Any trip to a pharmacy or medical equipment store will demonstrate that thousands of medical supplies are used by people for just as many conditions. From the most expensive ultrasound machine to the smallest bandage, a wide variety of medical equipment is used on a daily basis. But what are the most commonly used medical supplies today?
The ordinary first aid kit is by far the most commonly used and needed medical tool known. Although these vary depending on the kit, size and purpose, they can provide medical care when needed most…immediately. These kits cover most household accidents, including cuts, bruises, infections and burns with simple, topical treatment that requires little special training.
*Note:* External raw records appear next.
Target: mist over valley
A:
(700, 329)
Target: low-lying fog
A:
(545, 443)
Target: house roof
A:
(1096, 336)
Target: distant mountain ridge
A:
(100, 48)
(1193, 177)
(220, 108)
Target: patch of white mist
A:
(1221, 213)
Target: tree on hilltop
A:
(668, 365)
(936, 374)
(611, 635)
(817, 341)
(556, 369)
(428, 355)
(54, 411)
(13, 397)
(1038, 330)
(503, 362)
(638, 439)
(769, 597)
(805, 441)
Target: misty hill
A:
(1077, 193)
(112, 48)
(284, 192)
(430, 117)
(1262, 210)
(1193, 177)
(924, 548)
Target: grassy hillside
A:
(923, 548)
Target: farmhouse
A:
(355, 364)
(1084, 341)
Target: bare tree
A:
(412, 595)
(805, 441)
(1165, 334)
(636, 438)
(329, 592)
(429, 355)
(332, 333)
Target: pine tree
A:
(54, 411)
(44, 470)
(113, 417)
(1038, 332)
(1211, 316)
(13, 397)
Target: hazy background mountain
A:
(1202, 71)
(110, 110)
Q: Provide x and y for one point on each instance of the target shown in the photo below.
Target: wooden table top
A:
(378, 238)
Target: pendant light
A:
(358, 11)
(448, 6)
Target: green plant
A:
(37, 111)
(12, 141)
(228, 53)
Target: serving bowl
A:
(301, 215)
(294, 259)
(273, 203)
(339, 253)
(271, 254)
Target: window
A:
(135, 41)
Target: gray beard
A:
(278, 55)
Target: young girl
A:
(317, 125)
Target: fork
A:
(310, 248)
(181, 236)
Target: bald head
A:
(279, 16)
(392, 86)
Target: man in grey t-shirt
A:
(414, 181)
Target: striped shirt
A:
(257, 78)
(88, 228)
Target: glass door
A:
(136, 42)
A good first aid kit contains wound dressings like gauze and bandages, usually of various sizes and shapes. These bandages could be adhesive types or simple pads with medical tape. Quality antiseptic or disinfectant creams neutralize the infection of a wound before it becomes one of medical concern. Anti-itch creams prevent the spread of cuts or infections by scratching. Even including ordinary soap in a first aid kit provides a significant line of defense against disaster. In addition, small splints can shore up a fractured or broken digit to allow successful healing. Any respectable health news outlet recommends every household should have a quality first aid kit, and with the low cost (from five to fifty dollars), there’s no excuse.
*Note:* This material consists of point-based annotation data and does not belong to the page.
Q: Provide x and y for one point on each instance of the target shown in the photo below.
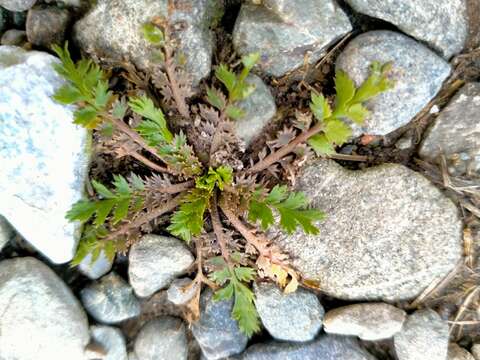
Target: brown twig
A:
(149, 216)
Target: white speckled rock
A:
(44, 156)
(110, 300)
(162, 338)
(288, 317)
(389, 232)
(96, 269)
(441, 24)
(111, 340)
(111, 31)
(456, 132)
(259, 109)
(284, 31)
(423, 333)
(370, 321)
(456, 352)
(41, 319)
(417, 71)
(155, 261)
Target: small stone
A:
(456, 352)
(259, 109)
(6, 232)
(388, 235)
(14, 37)
(216, 332)
(120, 38)
(17, 5)
(441, 24)
(162, 338)
(417, 73)
(44, 156)
(327, 347)
(289, 317)
(98, 268)
(155, 261)
(371, 321)
(456, 131)
(41, 319)
(110, 300)
(181, 291)
(424, 332)
(46, 26)
(285, 32)
(112, 341)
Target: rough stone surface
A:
(456, 132)
(14, 37)
(46, 26)
(418, 74)
(110, 300)
(284, 31)
(41, 319)
(216, 332)
(96, 269)
(325, 348)
(179, 294)
(389, 232)
(111, 31)
(259, 109)
(289, 317)
(6, 232)
(155, 261)
(424, 332)
(44, 156)
(17, 5)
(456, 352)
(441, 24)
(111, 340)
(162, 338)
(371, 321)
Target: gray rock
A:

Another necessary line of medical supplies is proper eye protection. Although overlooked by many, these are seen in many commercial and industrial settings. Eyes are among the most delicate parts of the human anatomy, sensitive to the smallest particles and fumes. Having protective eye wear like rubber goggles, eye shields or even eye pads can prevent damaging delicate ocular nerves and tissue. In industrial settings, eye wear is usually accompanied by an eye wash station, which carefully rinses and cleans the eyes after an accident.
For real emergencies, a resuscitator is a simple mask that fits over the face and connects to small bag. By securely fastening this to a person’s face, then squeezing the bag, air inflates the lungs, providing positive pressure and needed oxygen to the blood, keeping the brain alive even when breathing has stopped. Although a person trained in CPR can perform the same function, a resuscitator works much better and provides air that’s higher in oxygen content, without the danger of transmitted infection or disease.